Zahlen im luftleeren Raum

Nur kurz möchte ich aus gegebenem Anlass nochmal das Thema Statistik aufgreifen und die Frage, was uns die Zahlen eigentlich sagen, die da so ohne jeglichen Bezugspunkt im Raum steht.

Gestern habe ich im Fernsehen einen über Impfschäden bei FSME Impfungen gesehen. Und mich maßlos geärgert. Es geht mir weniger um den Sinn oder Unsinn oder um eine qualitative Bewertung dieser Sendung. Es geht um eine Zahl und vielleicht auch um Journalismus und einiges andere.

Gezeigt wurde der tragische Fall eines kleinen Mädchens, dessen Eltern vermuten, eine FSME Impfung habe zur Behinderung der damals Vierjährigen geführt.

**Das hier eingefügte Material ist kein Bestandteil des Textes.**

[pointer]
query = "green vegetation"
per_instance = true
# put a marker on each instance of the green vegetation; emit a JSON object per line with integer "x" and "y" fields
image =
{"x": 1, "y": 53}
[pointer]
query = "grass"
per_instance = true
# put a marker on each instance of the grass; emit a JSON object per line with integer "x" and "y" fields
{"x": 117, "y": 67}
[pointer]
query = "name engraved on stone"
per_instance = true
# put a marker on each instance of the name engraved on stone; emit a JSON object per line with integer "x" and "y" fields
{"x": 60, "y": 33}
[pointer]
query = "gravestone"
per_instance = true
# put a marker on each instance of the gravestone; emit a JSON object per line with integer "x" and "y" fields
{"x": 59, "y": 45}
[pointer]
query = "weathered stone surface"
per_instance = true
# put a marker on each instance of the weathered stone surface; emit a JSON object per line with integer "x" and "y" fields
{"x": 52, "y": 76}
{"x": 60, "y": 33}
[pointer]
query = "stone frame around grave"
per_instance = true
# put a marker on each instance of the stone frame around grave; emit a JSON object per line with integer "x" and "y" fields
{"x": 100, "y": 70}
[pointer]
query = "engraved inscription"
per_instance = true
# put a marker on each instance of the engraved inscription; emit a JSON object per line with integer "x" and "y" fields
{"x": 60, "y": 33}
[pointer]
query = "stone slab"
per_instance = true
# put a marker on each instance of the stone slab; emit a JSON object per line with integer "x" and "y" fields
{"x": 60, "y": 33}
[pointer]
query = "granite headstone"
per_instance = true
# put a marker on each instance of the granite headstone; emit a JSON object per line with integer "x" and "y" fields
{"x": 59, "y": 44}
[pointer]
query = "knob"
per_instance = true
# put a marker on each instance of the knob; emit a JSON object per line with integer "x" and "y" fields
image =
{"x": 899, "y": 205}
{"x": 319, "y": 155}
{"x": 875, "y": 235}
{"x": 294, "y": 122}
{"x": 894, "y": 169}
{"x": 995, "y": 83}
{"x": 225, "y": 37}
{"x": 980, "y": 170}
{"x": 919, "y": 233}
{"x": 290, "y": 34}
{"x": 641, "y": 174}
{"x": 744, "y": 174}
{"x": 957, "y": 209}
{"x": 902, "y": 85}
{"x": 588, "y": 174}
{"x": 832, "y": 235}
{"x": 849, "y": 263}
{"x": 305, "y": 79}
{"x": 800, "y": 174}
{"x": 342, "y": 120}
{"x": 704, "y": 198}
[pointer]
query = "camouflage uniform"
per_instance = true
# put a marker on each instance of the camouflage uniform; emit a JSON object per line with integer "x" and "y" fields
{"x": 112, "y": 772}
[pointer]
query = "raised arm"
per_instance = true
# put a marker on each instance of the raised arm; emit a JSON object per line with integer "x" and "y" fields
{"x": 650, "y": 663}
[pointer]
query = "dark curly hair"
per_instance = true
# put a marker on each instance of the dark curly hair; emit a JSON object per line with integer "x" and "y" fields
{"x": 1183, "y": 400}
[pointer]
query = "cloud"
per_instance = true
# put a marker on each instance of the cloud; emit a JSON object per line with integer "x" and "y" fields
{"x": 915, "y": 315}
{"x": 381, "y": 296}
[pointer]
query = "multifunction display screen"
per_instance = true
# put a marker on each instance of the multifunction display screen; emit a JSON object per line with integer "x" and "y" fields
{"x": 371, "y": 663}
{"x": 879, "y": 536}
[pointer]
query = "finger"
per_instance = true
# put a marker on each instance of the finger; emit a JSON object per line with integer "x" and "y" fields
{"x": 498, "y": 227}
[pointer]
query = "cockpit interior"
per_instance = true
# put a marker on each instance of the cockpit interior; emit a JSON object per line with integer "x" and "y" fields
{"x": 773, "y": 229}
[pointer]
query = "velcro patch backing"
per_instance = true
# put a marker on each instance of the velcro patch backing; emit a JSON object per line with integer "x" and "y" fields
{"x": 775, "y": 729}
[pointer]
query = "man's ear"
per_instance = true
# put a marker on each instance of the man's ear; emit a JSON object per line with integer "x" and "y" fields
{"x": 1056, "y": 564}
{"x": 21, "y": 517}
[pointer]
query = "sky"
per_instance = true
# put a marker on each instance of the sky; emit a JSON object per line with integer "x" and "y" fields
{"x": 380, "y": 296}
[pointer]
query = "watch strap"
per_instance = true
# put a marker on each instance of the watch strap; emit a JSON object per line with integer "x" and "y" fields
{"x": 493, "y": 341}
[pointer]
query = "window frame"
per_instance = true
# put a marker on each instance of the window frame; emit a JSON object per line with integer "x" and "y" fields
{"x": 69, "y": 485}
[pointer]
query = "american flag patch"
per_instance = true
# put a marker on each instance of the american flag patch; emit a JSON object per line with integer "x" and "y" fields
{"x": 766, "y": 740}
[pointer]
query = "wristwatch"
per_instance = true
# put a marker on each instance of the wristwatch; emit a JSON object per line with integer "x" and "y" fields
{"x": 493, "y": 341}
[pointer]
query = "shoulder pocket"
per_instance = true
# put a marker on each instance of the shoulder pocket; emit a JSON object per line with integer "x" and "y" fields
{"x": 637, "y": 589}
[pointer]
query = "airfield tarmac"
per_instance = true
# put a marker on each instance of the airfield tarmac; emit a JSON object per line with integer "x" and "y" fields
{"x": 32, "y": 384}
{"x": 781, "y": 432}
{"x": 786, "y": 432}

Die Sache ist eine Tragödie. Keine Frage. Ich habe selbst Kinder, ich würde selbst Erklärungen suchen. Mich würde die Verzweiflung packen. Als Eltern nehmen einen solche Berichte mit. Auch wenn die Sendung keine ärztliche Aussage hinsichtlich eines konkreten Zusammenhangs in diesem Fall brachte, so ist ein Zusammenhang durchaus zu vermuten.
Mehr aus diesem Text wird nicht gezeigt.